Projet de loi de finances-2021: activation des mécanismes de préférence nationale

Projet de loi de finances-2021: activation des mécanismes de préférence nationale




Le ministère l’économie et des finances a rendu public l’ensemble des documents relatifs au projet de loi de finances 2021. Il est, entre autres, question de l’impact de la crise sanitaire liée à la pandémie de la COVID-19 sur l’investissement public et sur l’emploi.

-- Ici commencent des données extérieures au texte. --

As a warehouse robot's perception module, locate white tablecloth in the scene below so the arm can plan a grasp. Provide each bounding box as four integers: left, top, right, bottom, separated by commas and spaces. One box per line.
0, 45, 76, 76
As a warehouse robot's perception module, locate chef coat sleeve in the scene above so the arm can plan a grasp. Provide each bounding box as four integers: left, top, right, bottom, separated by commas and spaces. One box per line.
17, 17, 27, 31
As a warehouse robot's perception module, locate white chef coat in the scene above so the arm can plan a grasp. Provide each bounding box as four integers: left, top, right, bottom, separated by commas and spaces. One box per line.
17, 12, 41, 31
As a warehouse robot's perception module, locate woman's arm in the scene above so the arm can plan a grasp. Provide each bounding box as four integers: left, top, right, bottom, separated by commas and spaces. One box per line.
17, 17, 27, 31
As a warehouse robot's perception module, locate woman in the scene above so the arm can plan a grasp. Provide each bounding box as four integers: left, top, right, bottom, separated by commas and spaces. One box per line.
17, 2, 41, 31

Ainsi, le département de Mohamed Benchaâboun, indique dans sa note de présentation, que le Maroc prévoit durant l’année 2020 un taux de croissance de -5,8% impacté par la forte contraction enregistrée au 2e trimestre ayant coïncidé avec le confinement sanitaire qui a notamment conduit à l’arrêt total ou partiel de l’activité économique.
Divers secteurs ont, de fait, été fortement impactés et ont connu un fléchissement aigu de leurs activités plus particulièrement le tourisme, les transports, les activités culturelles et événementielles ainsi que le secteur informel.
La crise de la COVID-19, conjuguée au déficit pluviométrique et au double impact des chocs économiques intérieurs et extérieurs, a également affecté les recettes budgétaires qui ont connu une baisse importante.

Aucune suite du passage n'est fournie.